New SARS-like virus discovered in Chinese horseshoe bats
Alliance scientists and an international group of collaborators have uncovered genome sequences of the new virus that closely relate to the SARS coronavirus that erupted in Asia in 2002-2003 and caused a global pandemic crisis. The group was able to isolate the virus from bats, which allowed scientists to conduct detailed studies, create control measures to preempt outbreaks and start developing a vaccine.
Members of the research team came from China, Australia, Singapore and the United States. Results were published in the science journal Nature.
EcoHealth Alliance President Peter Daszak said that discovering that bats can directly infect humans has great implications for public health control measures.

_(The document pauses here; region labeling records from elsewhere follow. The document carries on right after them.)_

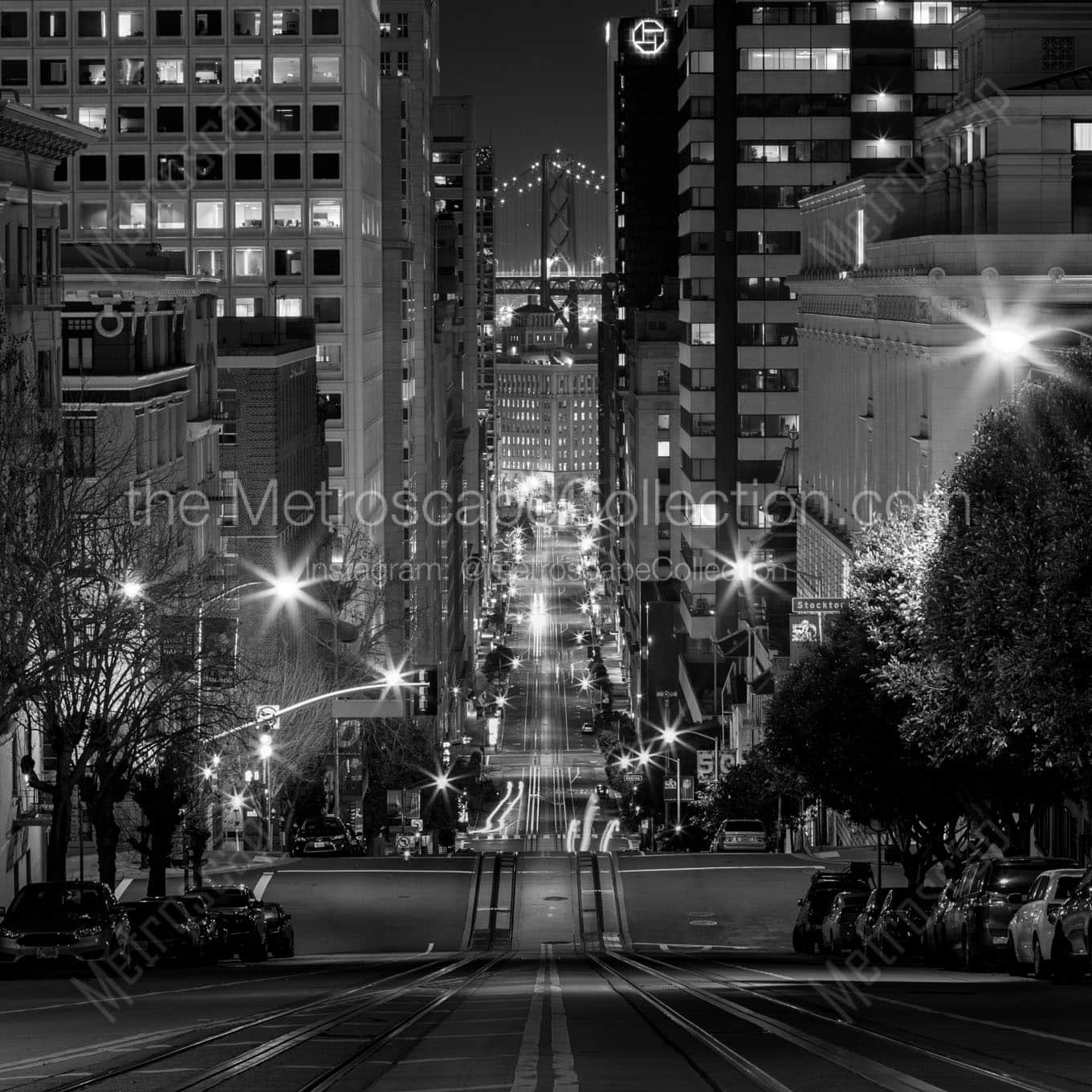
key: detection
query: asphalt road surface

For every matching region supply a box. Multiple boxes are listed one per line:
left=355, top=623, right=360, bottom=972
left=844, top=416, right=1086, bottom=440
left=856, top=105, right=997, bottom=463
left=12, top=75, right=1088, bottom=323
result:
left=0, top=526, right=1092, bottom=1092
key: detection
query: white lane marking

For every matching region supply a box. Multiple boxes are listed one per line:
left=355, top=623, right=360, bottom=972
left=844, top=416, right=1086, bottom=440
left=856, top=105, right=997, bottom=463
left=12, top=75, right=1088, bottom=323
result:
left=511, top=944, right=546, bottom=1092
left=277, top=867, right=471, bottom=879
left=546, top=944, right=580, bottom=1092
left=618, top=865, right=815, bottom=876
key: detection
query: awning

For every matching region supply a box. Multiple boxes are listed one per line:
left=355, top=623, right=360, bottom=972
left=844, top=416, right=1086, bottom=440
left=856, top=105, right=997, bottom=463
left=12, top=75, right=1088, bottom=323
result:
left=679, top=656, right=702, bottom=724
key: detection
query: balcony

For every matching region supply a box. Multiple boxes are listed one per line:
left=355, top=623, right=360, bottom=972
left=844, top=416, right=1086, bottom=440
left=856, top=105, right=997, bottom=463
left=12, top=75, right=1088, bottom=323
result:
left=9, top=273, right=64, bottom=312
left=15, top=788, right=54, bottom=827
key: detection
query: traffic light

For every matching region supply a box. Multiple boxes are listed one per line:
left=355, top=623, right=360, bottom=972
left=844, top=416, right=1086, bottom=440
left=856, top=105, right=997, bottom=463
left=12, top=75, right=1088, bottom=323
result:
left=413, top=667, right=440, bottom=716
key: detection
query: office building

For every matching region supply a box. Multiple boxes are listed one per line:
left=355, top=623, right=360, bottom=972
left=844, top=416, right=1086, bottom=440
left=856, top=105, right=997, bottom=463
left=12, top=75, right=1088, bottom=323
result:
left=430, top=97, right=483, bottom=736
left=7, top=0, right=381, bottom=526
left=495, top=304, right=598, bottom=499
left=791, top=4, right=1092, bottom=597
left=373, top=0, right=443, bottom=663
left=663, top=0, right=970, bottom=718
left=0, top=97, right=96, bottom=905
left=600, top=14, right=679, bottom=707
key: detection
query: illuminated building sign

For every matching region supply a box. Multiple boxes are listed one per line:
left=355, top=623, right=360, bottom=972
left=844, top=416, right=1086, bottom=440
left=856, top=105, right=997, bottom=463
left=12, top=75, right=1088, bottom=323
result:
left=629, top=18, right=667, bottom=57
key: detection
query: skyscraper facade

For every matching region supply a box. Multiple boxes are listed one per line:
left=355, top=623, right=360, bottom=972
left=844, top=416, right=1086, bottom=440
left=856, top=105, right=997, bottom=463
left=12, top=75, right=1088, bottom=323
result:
left=9, top=0, right=381, bottom=515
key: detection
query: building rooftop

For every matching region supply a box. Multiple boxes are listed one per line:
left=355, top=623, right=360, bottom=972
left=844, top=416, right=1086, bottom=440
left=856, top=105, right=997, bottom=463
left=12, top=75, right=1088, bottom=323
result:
left=216, top=316, right=315, bottom=357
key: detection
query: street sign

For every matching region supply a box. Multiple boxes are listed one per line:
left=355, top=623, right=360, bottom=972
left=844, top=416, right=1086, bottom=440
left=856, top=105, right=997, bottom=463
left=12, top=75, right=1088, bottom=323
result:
left=255, top=706, right=281, bottom=731
left=792, top=597, right=850, bottom=613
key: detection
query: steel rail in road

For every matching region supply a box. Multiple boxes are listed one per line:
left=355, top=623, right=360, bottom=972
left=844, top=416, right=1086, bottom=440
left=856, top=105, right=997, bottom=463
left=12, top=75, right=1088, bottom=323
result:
left=655, top=956, right=1074, bottom=1092
left=589, top=953, right=1062, bottom=1092
left=44, top=956, right=498, bottom=1092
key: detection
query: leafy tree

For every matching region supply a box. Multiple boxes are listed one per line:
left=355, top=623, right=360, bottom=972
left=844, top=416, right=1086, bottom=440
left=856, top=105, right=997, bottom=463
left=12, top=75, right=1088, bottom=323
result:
left=913, top=351, right=1092, bottom=850
left=691, top=745, right=806, bottom=837
left=764, top=613, right=962, bottom=886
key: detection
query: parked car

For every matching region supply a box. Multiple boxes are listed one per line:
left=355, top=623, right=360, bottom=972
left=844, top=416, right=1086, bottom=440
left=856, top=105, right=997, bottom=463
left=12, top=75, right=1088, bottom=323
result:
left=793, top=866, right=873, bottom=955
left=122, top=898, right=216, bottom=964
left=866, top=886, right=940, bottom=962
left=850, top=886, right=891, bottom=951
left=291, top=816, right=361, bottom=858
left=185, top=883, right=269, bottom=961
left=1050, top=868, right=1092, bottom=982
left=0, top=880, right=131, bottom=968
left=656, top=823, right=706, bottom=853
left=922, top=874, right=960, bottom=964
left=819, top=891, right=868, bottom=956
left=263, top=902, right=296, bottom=956
left=709, top=819, right=768, bottom=853
left=1006, top=868, right=1083, bottom=979
left=940, top=858, right=1076, bottom=971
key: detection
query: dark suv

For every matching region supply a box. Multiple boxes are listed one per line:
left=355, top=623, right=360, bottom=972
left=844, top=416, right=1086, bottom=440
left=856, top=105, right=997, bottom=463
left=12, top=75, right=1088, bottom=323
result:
left=1044, top=868, right=1092, bottom=982
left=185, top=883, right=269, bottom=962
left=936, top=858, right=1076, bottom=971
left=793, top=862, right=874, bottom=955
left=291, top=816, right=361, bottom=858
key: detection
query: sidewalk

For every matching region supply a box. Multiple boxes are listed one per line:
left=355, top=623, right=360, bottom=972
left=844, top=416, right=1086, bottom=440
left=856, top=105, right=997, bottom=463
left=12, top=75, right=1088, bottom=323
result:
left=66, top=844, right=289, bottom=882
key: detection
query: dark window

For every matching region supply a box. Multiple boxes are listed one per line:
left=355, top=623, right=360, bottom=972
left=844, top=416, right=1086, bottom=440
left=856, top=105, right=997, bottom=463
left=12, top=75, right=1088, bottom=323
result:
left=273, top=106, right=299, bottom=133
left=118, top=155, right=148, bottom=182
left=194, top=106, right=224, bottom=133
left=118, top=106, right=145, bottom=133
left=194, top=10, right=224, bottom=39
left=155, top=106, right=185, bottom=133
left=39, top=11, right=67, bottom=39
left=0, top=60, right=31, bottom=88
left=312, top=8, right=339, bottom=35
left=75, top=11, right=106, bottom=39
left=234, top=106, right=262, bottom=133
left=273, top=152, right=304, bottom=182
left=312, top=250, right=340, bottom=276
left=79, top=155, right=106, bottom=182
left=39, top=60, right=67, bottom=88
left=194, top=153, right=224, bottom=182
left=234, top=152, right=262, bottom=182
left=0, top=11, right=30, bottom=39
left=63, top=418, right=95, bottom=474
left=155, top=155, right=185, bottom=182
left=155, top=11, right=182, bottom=39
left=312, top=102, right=340, bottom=133
left=312, top=152, right=340, bottom=181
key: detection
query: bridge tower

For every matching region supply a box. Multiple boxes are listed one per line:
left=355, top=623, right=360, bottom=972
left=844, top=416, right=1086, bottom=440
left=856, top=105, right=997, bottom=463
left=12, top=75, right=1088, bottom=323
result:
left=540, top=153, right=580, bottom=348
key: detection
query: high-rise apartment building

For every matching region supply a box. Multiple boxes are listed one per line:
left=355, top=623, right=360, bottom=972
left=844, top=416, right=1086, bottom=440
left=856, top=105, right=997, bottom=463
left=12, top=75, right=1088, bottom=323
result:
left=373, top=0, right=443, bottom=662
left=677, top=0, right=970, bottom=662
left=600, top=14, right=679, bottom=707
left=497, top=304, right=600, bottom=499
left=9, top=0, right=381, bottom=520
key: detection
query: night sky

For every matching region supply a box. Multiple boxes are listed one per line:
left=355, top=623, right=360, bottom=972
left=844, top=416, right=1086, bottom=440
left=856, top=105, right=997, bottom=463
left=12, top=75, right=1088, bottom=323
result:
left=440, top=0, right=638, bottom=177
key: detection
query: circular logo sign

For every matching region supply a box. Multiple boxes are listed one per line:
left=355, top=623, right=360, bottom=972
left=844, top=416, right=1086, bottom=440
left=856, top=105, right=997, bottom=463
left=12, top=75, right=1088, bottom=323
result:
left=629, top=18, right=667, bottom=57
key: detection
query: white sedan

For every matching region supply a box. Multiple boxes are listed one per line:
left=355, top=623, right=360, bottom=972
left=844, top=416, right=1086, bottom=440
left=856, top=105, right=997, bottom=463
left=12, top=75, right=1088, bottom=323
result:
left=1008, top=868, right=1084, bottom=979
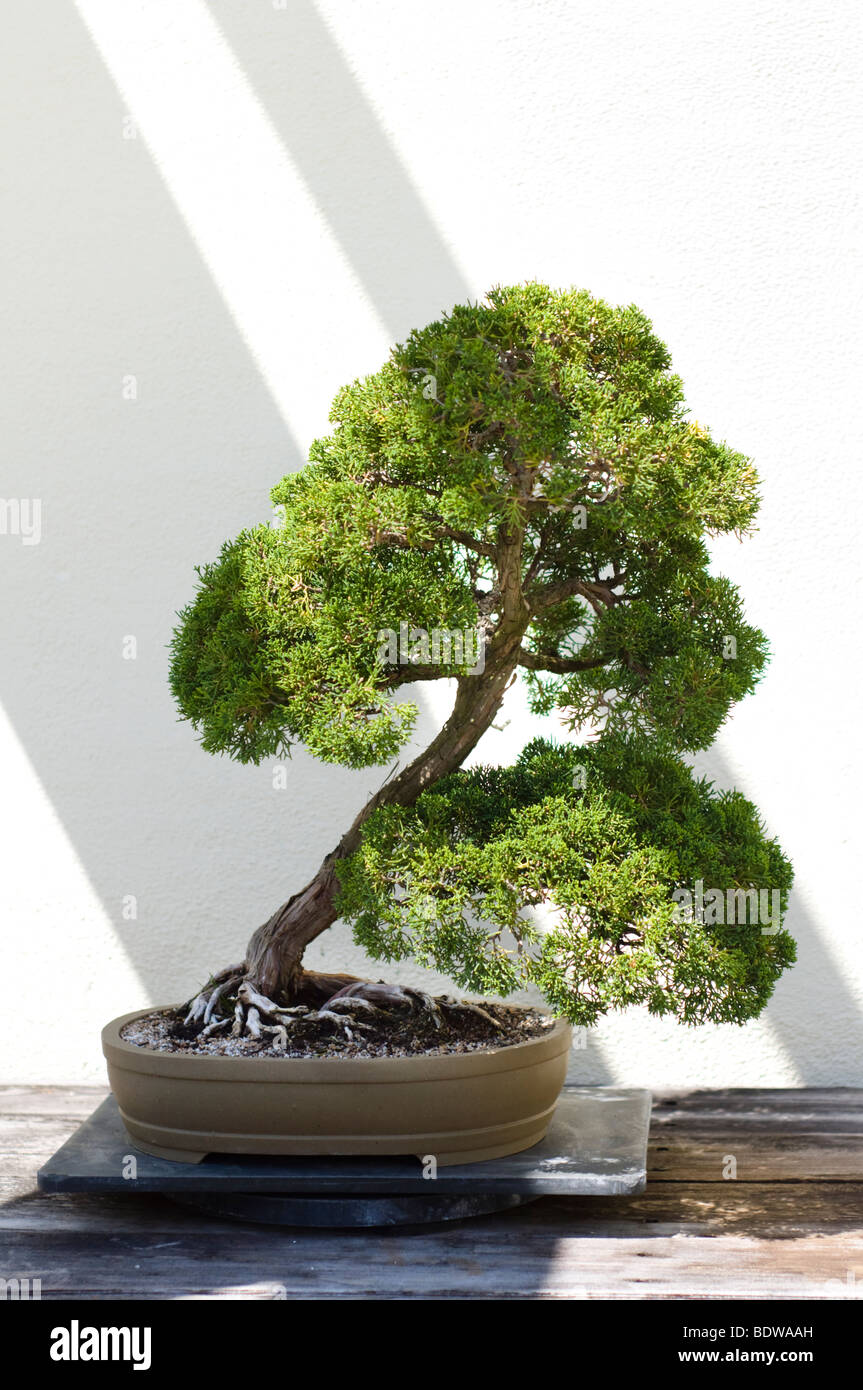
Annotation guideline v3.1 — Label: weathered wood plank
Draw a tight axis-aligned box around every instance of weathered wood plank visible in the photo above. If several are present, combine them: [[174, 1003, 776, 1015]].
[[0, 1087, 863, 1300], [6, 1213, 863, 1298], [0, 1183, 863, 1248]]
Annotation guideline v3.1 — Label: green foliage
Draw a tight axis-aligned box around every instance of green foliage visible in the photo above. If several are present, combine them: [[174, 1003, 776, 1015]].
[[339, 738, 795, 1024], [171, 284, 794, 1023]]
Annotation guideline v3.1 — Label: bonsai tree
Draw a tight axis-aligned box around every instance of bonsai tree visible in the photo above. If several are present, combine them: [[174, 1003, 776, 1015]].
[[171, 284, 794, 1040]]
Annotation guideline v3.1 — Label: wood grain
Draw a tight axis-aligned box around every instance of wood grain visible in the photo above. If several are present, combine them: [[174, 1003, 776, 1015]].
[[0, 1087, 863, 1301]]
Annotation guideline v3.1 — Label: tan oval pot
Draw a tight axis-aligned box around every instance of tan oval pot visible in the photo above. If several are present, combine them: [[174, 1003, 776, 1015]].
[[101, 1009, 571, 1165]]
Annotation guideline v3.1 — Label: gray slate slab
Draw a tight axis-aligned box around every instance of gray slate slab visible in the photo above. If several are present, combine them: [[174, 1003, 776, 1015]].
[[38, 1086, 650, 1197]]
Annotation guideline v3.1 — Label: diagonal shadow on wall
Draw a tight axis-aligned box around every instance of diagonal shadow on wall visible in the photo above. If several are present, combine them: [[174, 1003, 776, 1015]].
[[0, 6, 460, 1013]]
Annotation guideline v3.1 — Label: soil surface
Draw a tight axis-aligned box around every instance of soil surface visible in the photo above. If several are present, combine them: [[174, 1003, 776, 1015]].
[[121, 997, 554, 1058]]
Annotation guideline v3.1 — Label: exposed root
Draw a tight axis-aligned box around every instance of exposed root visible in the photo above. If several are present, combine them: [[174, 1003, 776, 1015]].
[[182, 966, 502, 1052], [441, 995, 502, 1030]]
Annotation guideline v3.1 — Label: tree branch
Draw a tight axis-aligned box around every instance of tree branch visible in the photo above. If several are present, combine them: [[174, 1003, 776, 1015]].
[[518, 646, 614, 676]]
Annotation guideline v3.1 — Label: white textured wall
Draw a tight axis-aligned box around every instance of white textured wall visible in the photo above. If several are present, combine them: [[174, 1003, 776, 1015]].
[[0, 0, 863, 1086]]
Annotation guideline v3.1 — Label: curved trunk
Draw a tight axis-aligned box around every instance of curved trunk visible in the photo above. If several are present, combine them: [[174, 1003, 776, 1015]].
[[240, 614, 527, 1006]]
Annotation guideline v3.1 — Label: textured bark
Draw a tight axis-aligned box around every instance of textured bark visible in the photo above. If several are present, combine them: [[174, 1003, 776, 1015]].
[[239, 532, 529, 1006]]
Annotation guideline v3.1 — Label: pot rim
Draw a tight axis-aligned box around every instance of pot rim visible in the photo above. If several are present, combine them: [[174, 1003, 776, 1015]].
[[101, 1005, 573, 1086]]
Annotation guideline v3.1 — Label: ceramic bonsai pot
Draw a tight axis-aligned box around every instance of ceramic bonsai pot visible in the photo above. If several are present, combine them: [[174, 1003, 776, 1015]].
[[101, 1009, 571, 1165]]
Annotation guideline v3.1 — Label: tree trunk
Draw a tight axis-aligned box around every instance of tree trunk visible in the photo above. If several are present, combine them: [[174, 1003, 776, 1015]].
[[245, 614, 528, 1006]]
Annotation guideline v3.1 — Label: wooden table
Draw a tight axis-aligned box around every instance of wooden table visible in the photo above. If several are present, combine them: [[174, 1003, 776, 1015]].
[[0, 1087, 863, 1300]]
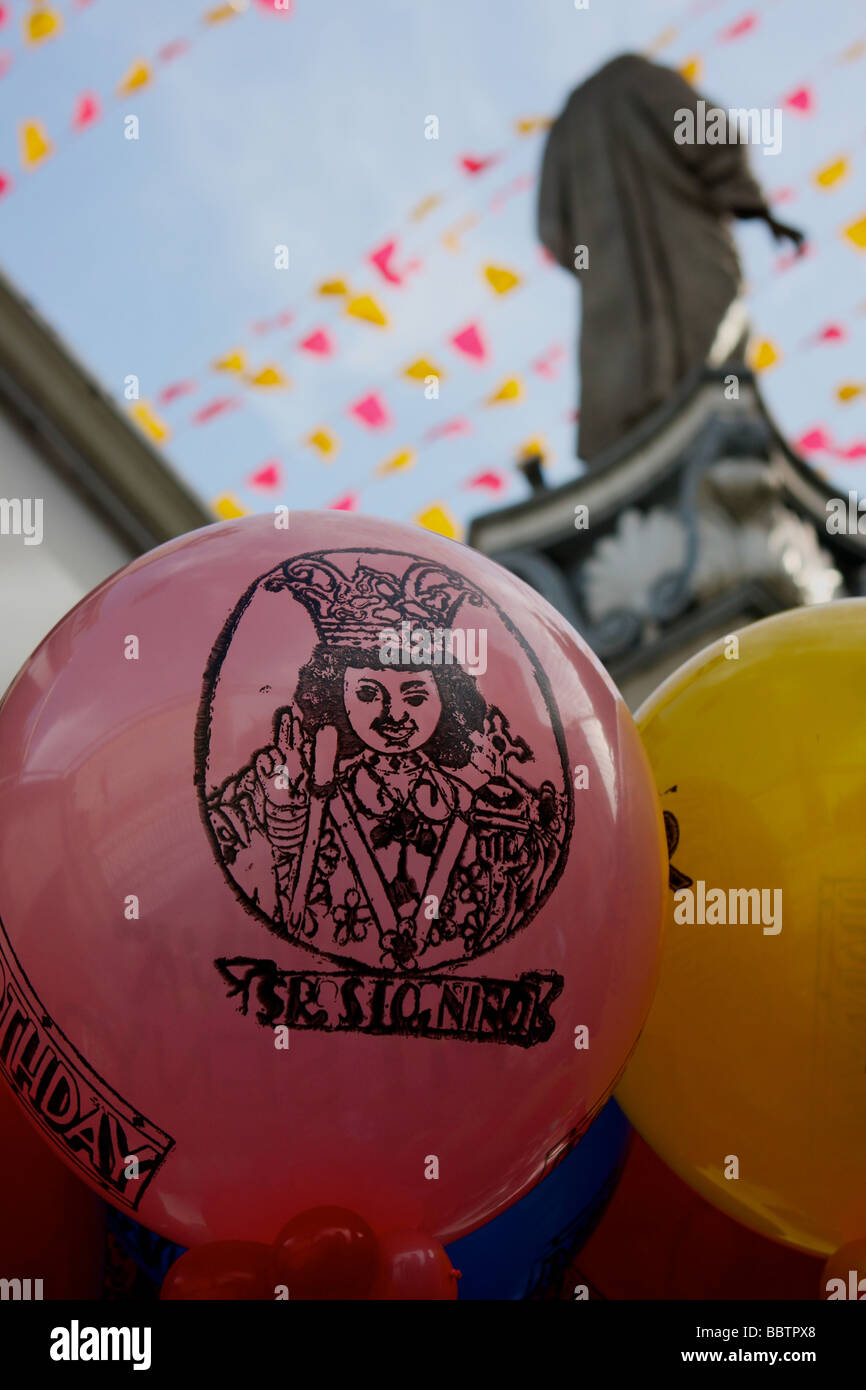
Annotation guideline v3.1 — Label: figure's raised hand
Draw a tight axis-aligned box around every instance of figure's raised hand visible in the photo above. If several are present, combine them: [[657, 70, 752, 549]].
[[256, 705, 310, 810]]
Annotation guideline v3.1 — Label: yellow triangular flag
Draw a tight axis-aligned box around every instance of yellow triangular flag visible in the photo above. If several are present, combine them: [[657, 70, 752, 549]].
[[514, 115, 553, 135], [487, 377, 523, 406], [484, 265, 520, 295], [813, 156, 851, 188], [24, 6, 63, 43], [346, 295, 388, 328], [203, 0, 246, 24], [409, 193, 442, 222], [210, 492, 249, 521], [842, 39, 866, 63], [375, 449, 416, 477], [250, 367, 289, 386], [306, 430, 339, 459], [405, 357, 445, 381], [414, 502, 463, 541], [21, 121, 54, 170], [129, 400, 171, 443], [646, 25, 677, 53], [842, 217, 866, 249], [118, 61, 150, 93], [213, 348, 246, 371], [748, 338, 780, 371], [517, 435, 548, 459]]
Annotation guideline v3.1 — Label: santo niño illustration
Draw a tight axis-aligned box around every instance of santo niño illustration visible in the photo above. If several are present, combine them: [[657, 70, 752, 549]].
[[204, 552, 569, 973]]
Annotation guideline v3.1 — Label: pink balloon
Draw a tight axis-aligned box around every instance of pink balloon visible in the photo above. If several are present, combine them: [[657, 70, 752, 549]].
[[0, 513, 667, 1245]]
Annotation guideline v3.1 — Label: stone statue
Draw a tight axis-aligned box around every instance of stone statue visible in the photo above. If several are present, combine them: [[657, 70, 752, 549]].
[[538, 54, 803, 467]]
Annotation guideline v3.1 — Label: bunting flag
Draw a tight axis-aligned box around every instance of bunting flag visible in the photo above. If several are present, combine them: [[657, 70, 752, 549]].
[[717, 11, 758, 43], [783, 86, 815, 115], [129, 400, 171, 445], [457, 154, 499, 175], [117, 58, 152, 96], [202, 0, 246, 24], [842, 215, 866, 250], [346, 295, 388, 328], [247, 366, 289, 391], [72, 92, 101, 131], [413, 502, 460, 541], [246, 459, 282, 492], [463, 470, 509, 492], [487, 377, 523, 406], [304, 430, 339, 460], [746, 338, 781, 371], [484, 265, 520, 295], [297, 328, 334, 357], [213, 349, 246, 374], [375, 449, 416, 478], [24, 4, 63, 43], [210, 492, 249, 521], [19, 121, 54, 170], [677, 58, 703, 85], [812, 156, 851, 188], [349, 392, 391, 430], [450, 324, 489, 361]]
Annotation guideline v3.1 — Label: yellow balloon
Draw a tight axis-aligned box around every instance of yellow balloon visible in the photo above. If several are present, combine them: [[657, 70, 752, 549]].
[[617, 599, 866, 1254]]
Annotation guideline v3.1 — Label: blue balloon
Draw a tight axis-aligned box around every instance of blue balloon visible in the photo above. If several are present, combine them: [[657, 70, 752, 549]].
[[446, 1101, 631, 1300]]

Zhengli Shi, director of emerging infectious diseases at Wuhan Institute of Virology, Chinese Academy of Sciences, said there have been disagreements about the origin of the virus that evolved into human SARS-CoV since 2003.
"Even though our team reported that bats are natural reservoirs of SARS-like coronaviruses in 2005, we have been searching for this missing link for 10 years, and finally we've found it," Shi said.
Professor of Epidemiology in the School of Public Health at the University of North Carolina Ralph Baric said the study provides "the most compelling information to date" that animal coronaviruses are programmed to transmit between species. He said the SARS-CoV is not extinct, but instead is "hiding" in animals.
"The study further demonstrates the critical importance of continued surveillance and the development of public health preparedness platforms to control these important and deadly emerging human coronaviruses," Baric said.